November 12, 2o11
Awake at 4.00 am.
On a long weekend.
Imagine that.
Thursday night spent worrying about my mother, tossing and turning in my bed as she spent the night in the ER.
Dulse refusing to move from it's place in her throat.
Not knowing until the next day where she was or how she was doing.
Me wondering when I became the worrier.
Friday night was spent alone with Stephen.
Weird, I know.
Neither of us knowing what to do without the kids to tell us.
Full fledged access to the couch and the remote.
And both of us in bed by 10.00 pm, lights out by 10.45 pm.
I tossed and turned all night.
Worried, worried, worried.
Not having your chicks in the nest when you're awake and able to enjoy the nest is one thing.
Not having your chicks in their subnests when you're in bed is something entirely different.
It isn't the first time, to be sure.
Coupled with the years you've spent cultivating honest and open relationships with your children, to the point where they confide in you and tell you things and you think you're all that because you're kids actually TALK with you.
Which also includes them telling you things that maybe you don't want to hear.

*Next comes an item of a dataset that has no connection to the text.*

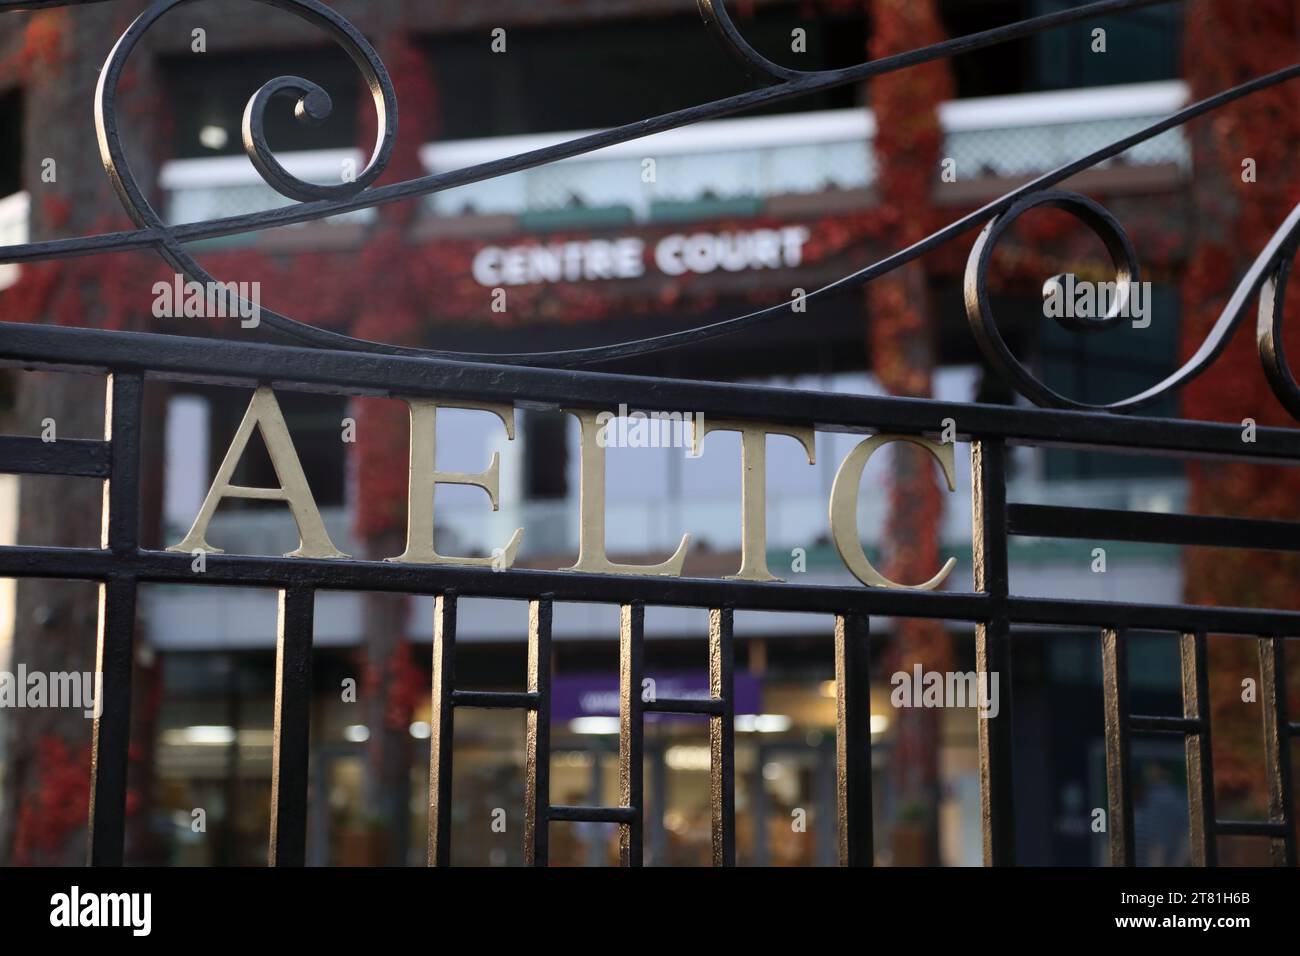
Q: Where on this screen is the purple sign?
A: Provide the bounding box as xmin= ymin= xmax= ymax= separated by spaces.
xmin=552 ymin=672 xmax=761 ymax=722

Kids not home and you know what they're doing.
Every parent's dream right?
Such is my relationship with Em.
She tells me everything and we talk things out.
Most of the time it's stuff I can deal with, know how to negotiate, circumvent the rough and dangerous terrain of being an-almost-18-year-old young woman.
Normal teenage stuff.
Nothing out of the ordinary.
Stuff you did yourself and shared with them, hoping I guess that if you were honest they would make more adult and mature decisions than you did at their age.
Forgetting, of course, about the power of youth, the newness of experiences and the desire to want to try them, older siblings who seem to have a wealth of experience you don't.
Knowing that you have raised a responsible, intelligent, mature child whose desire to be honest leads you to be equally honest so all the cards are on the table and everyone knows where everyone else stands helps to sooth the pains of raising your children and watching them go off into a world where you can't always protect them.
But it doesn't mean that I won't lay awake at night, toss and turn, and feel as if the world is a little off kilter under that chick returns to the nest.
One night your aging mother.
The next your teenage daughter.
Such is the stuff of the sandwich generation.
And people wonder why I am always tired!
Stephen and I took some time out yesterday.
Time out for us, anyway.
Taking our dissertation stuff and our marking stuff, we headed to one of my favourite places to enjoy a work enhanced, pet free, childless, computerless-should-you-want environment.
That's right.
The university library.
Sharing a table, his dissertation stuff spread out before him, the last remnants of the crime and film papers in front of me, we settled in for a couple of hours of quiet work time, punctuated so often with "what do you think of this?" and the odd bathroom break.
Starbucks was even open.
Stephen made substantial headway to the revisions of his proposal and I soldiered on through the papers, still unsure about how to combine critical, substance related comments with spelling and grammatical comments because there is only so much I can do.
Sentences don't end with commas.
Or prepositions.
Commas should be used sparingly and if you don't know how to use them look it up.
Incomplete sentences are not appropriate
There is a difference between there, they're and their.
Just as there is a difference in the formation between in text quotations and quotations longer than 3 lines or 40 words.
Using "on" when you mean "about" makes me want to stand up and scream (so it was a good thing I was in the library.)
Contractions are not used in formal papers.
And that doesn't even touch the substantial stuff.
If I have to read through this material, I can at least do it in an environment that's peaceful, welcoming and provides a coffee with one of the highest caffeine percentages of any coffee.
Me and Stephen.
In the words of Amy Farrah Fowler, we can get CA-RAZY!